"Well," said mine host, "most of them are."
By eight o'clock three hundred were there, most of them bringing chairs; by 8.30, there were four hundred; at 9 o'clock, by actual count, five hundred people crowded in and around the door of the church. It was a sight never to be forgotten, to see this great company start off across the prairie in the full moonlight. I spoke to some of them, saying, "Why, you were out at the afternoon meeting."—"Yes," said the man, "I should have come if we had to ride a cow all the way from Enid." This was a place thirty miles away. This church was built by the people, one man working for a dollar a week and his dinner, the farmers working his farm for him while he was at the building.
AT A CHURCH DEDICATION.
Page 310.
The church had not yet received its chairs, and was seated with boards laid across nail-kegs.
Here our minute-man preaches in houses so small that the chairs had to be put outside, and the people packed so thickly that they touched him. It ought to touch the Christian reader to help more. We had fifty miles to ride the next day, into a county town. We found it all alive; for nearly four hundred lawsuits were on the docket, mostly for timber stealing.
"Poor fellows," I thought, "Uncle Sam ought to give you the timber for coaxing you here."
However, the judge was a fine, well-read man, and let them off easy. Deputy-sheriffs by the score were stalking about, with their deadly revolvers sticking out from under their short coats.

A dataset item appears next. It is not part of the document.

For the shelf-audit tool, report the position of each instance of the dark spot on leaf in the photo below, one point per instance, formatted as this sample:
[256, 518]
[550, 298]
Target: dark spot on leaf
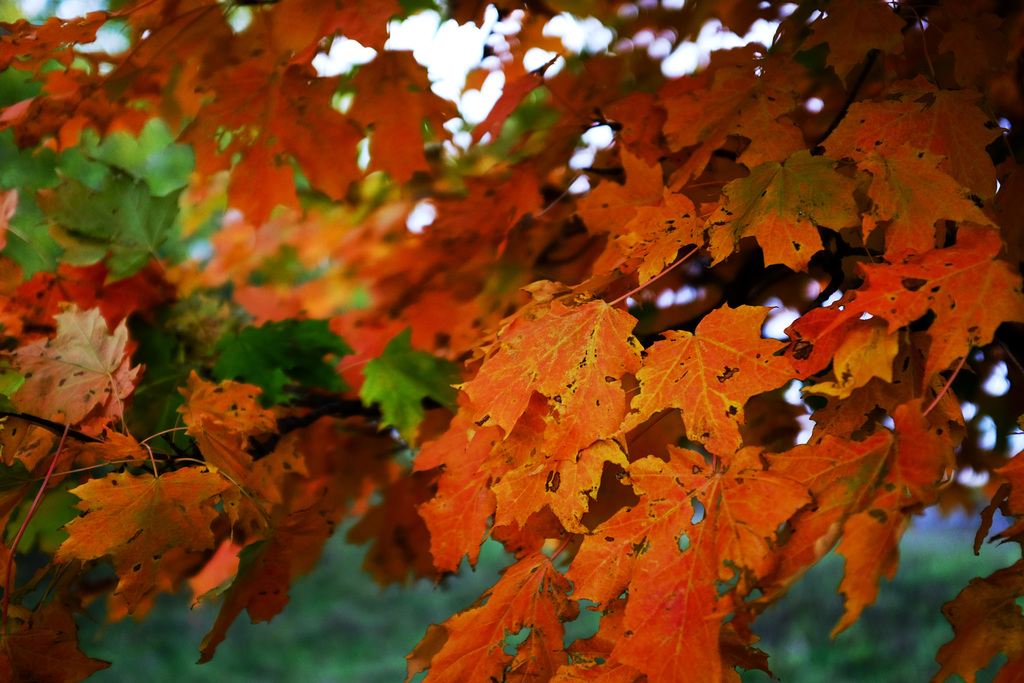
[913, 284]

The best hotel was crowded, and I had for that night to sleep in another one. The house was old, and had been taken down and brought here from Kansas and rebuilt. The doors up-stairs once had glass in them; rough boards covered the broken places. One door was made up entirely of old sign-boards, which made it appear like so many Chinese characters, such as Pat said he could not read, but thought he could play it if he had his flute with him.